Il timore era diffuso e la decisione del tribunale di Mansoura ha confermato i peggiori presentimenti. Patrick Zaky resterà in carcere altri 15 giorni.
Una decisione crudele e non necessaria, contraria persino alla procedura penale egiziana: Patrick non ha mai avuto e non ha alcun potere di alterare il corso delle indagini o di manomettere prove. La famiglia risiede in un luogo noto e raggiungibile. La libertà, con o senza cauzione, avrebbe dovuto essere l’esito naturale dell’udienza del 22 febbraio.

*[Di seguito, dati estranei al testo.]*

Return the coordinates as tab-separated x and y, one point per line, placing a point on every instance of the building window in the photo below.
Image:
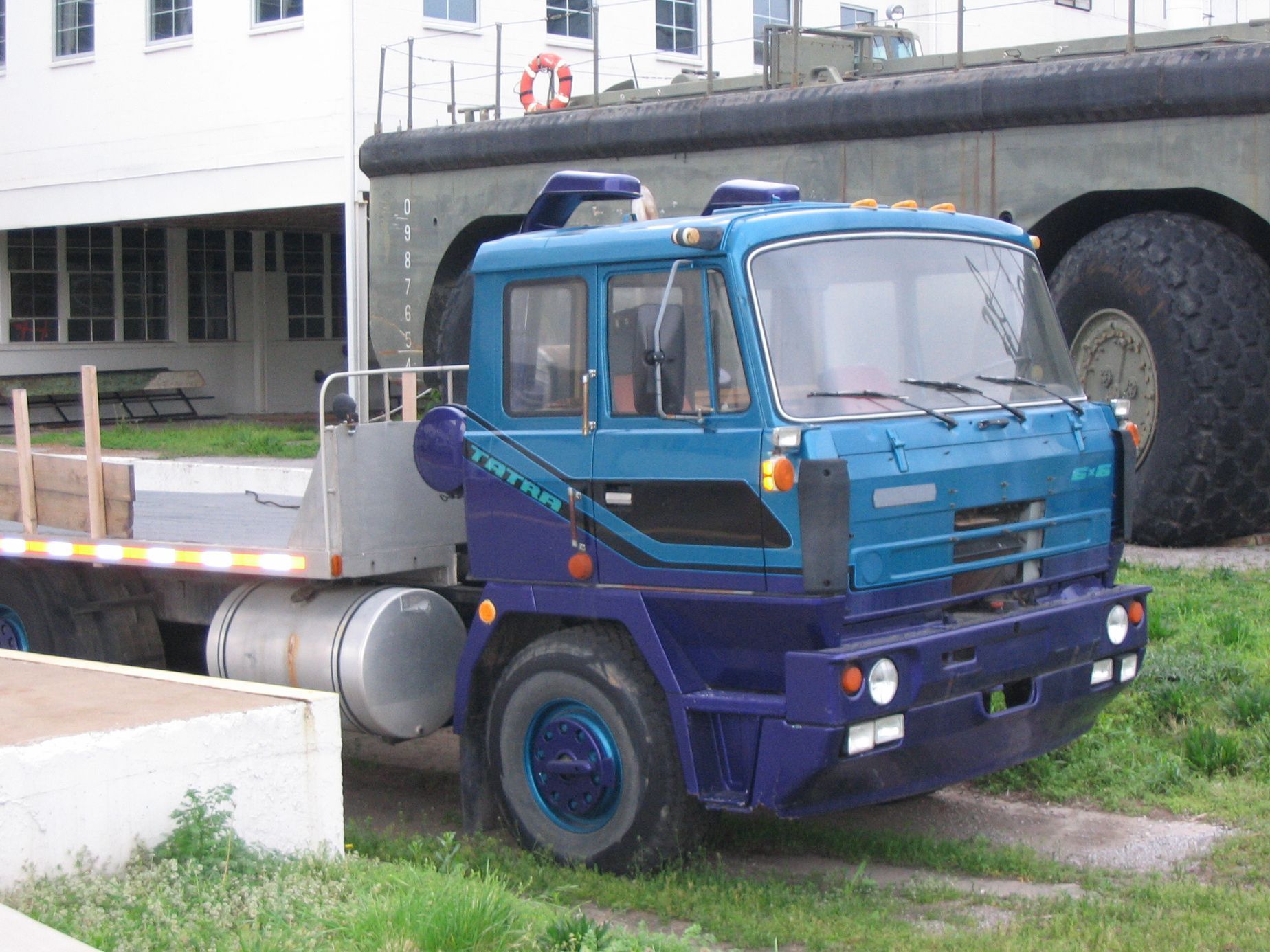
302	262
677	25
91	272
144	253
464	10
170	19
569	18
858	16
338	288
275	10
768	13
33	284
208	263
243	251
74	27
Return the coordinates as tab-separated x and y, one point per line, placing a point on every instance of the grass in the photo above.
1192	736
182	440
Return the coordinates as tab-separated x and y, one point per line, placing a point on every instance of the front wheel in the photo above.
583	753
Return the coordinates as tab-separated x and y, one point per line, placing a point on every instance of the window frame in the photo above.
843	8
673	49
227	250
765	19
175	7
581	290
449	18
282	21
60	31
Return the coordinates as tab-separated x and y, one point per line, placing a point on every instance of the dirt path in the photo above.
416	786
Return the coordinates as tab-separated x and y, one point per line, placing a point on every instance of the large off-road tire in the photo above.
583	756
1174	313
75	611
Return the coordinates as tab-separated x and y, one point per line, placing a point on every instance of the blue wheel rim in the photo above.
13	634
573	766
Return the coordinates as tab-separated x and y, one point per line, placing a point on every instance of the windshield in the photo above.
849	319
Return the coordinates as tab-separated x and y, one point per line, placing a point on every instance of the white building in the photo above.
179	183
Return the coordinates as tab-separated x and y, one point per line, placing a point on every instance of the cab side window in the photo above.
544	347
634	302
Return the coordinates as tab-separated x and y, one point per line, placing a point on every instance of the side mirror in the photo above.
662	361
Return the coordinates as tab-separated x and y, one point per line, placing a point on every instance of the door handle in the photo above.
588	426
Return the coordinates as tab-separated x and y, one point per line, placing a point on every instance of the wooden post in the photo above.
409	399
93	451
25	465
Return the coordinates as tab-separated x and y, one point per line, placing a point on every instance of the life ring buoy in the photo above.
546	63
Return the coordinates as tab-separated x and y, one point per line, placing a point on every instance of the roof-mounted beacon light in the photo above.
566	191
738	193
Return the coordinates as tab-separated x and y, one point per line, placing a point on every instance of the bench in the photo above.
146	394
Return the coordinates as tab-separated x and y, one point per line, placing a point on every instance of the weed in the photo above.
1211	751
577	933
203	835
1251	705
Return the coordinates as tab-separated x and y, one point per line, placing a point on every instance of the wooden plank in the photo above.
93	452
25	466
65	474
63	510
175	380
409	400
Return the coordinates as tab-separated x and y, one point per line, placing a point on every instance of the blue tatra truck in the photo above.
789	506
786	506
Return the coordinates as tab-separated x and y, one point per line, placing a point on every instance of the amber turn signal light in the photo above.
777	474
852	679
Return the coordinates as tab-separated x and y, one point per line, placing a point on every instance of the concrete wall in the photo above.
100	787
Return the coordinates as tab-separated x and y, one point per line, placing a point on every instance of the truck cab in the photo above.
825	467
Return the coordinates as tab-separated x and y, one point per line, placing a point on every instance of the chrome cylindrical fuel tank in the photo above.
389	651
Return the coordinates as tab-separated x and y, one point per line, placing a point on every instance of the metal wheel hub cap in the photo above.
573	766
13	635
1113	359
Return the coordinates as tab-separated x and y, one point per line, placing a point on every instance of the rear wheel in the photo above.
582	751
1172	313
76	611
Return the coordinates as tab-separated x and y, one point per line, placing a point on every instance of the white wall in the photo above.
104	790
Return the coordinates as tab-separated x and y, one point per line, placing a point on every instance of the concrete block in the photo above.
96	757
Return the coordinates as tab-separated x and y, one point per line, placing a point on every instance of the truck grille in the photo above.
1006	543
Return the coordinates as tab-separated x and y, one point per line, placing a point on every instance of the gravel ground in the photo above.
1229	556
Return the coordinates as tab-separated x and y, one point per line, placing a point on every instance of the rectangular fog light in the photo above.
888	730
860	738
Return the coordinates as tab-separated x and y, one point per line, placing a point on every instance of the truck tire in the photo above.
41	609
1174	313
586	696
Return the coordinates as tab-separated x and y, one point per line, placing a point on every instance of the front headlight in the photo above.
883	682
1118	625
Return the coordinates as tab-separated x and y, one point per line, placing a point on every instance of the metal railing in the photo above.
407	374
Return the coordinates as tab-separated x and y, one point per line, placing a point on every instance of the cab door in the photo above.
527	443
676	494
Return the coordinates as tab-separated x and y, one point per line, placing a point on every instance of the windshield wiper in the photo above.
954	387
878	395
1024	381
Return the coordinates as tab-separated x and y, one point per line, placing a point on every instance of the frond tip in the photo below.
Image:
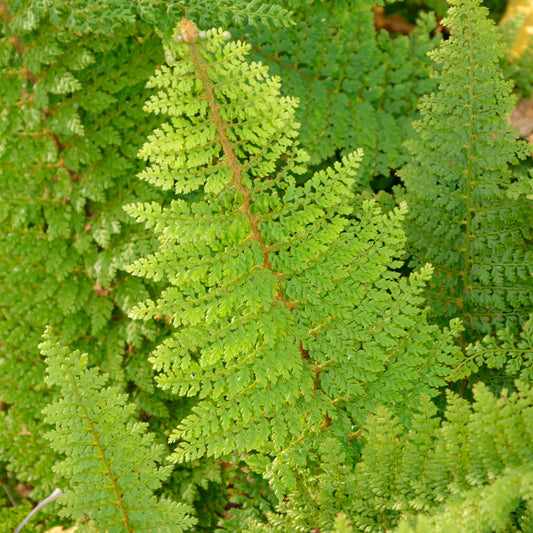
112	478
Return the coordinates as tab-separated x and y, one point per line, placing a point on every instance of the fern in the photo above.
367	99
461	219
110	459
289	318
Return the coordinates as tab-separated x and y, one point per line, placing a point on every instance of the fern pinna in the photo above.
461	218
289	316
110	460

Ora è fondamentale non disperdere l’entusiasmo, l’emozione e la solidarietà delle ultime due settimane. Ognuno (le piazze, gli organi d’informazione e soprattutto la diplomazia italiana) dovrà continuare a fare la sua parte.

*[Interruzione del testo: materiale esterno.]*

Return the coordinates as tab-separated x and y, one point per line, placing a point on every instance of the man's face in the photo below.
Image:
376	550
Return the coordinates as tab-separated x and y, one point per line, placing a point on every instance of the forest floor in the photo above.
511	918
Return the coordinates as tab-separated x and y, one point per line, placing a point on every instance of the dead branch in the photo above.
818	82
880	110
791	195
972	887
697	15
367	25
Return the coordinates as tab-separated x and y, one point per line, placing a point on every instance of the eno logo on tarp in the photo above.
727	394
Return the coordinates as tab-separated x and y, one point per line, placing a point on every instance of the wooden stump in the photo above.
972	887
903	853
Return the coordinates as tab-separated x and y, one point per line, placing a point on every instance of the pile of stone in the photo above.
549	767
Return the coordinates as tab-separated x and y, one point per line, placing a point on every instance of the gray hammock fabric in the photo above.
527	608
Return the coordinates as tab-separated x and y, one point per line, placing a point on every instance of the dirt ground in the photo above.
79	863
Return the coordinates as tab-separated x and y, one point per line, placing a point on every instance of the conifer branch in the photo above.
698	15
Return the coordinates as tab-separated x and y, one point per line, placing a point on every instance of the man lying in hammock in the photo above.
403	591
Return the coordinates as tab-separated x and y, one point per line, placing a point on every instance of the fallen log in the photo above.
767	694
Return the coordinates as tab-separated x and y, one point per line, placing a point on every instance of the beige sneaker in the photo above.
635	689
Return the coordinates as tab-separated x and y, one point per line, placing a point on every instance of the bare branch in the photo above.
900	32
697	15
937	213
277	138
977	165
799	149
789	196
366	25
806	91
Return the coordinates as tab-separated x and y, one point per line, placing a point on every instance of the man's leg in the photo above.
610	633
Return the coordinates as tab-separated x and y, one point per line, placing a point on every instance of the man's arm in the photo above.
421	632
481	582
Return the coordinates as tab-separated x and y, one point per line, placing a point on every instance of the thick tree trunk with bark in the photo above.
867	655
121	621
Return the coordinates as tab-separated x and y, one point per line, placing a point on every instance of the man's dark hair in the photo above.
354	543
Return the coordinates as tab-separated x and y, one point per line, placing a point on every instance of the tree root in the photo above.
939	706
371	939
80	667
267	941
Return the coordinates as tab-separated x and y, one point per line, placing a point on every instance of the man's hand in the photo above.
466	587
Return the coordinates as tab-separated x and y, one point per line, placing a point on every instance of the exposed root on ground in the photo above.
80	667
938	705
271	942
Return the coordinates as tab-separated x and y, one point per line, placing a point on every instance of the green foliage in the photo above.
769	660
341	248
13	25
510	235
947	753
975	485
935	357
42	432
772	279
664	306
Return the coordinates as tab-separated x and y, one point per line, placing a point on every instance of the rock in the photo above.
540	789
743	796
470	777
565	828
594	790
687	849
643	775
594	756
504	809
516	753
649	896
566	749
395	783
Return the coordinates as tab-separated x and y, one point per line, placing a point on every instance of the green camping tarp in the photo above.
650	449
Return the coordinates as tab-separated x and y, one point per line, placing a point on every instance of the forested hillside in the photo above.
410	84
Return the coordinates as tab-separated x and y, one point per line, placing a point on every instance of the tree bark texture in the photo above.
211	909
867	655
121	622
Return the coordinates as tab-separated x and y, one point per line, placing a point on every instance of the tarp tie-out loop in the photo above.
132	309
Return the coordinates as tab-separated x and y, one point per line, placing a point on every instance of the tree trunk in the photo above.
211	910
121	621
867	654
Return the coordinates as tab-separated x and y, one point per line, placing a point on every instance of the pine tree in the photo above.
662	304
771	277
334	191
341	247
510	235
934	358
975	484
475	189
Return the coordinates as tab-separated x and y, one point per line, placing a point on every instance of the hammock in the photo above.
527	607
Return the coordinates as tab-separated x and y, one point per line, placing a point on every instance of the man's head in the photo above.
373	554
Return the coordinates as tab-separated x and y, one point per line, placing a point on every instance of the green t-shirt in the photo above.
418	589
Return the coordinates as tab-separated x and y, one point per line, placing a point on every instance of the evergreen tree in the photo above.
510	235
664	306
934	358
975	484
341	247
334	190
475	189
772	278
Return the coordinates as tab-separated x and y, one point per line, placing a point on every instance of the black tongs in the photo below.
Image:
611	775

L’obiettivo del rituale dei 15 giorni è infatti proprio quello di far via via dimenticare le storie dei detenuti, spegnere la mobilitazione. Per Patrick, questo non deve accadere. Dobbiamo essere tutti pronti ad affrontare una campagna, che potrà avere anche tempi lunghi, per arrivare all’annullamento delle accuse, alla scarcerazione e al suo ritorno a Bologna, la città che l’ha adottato.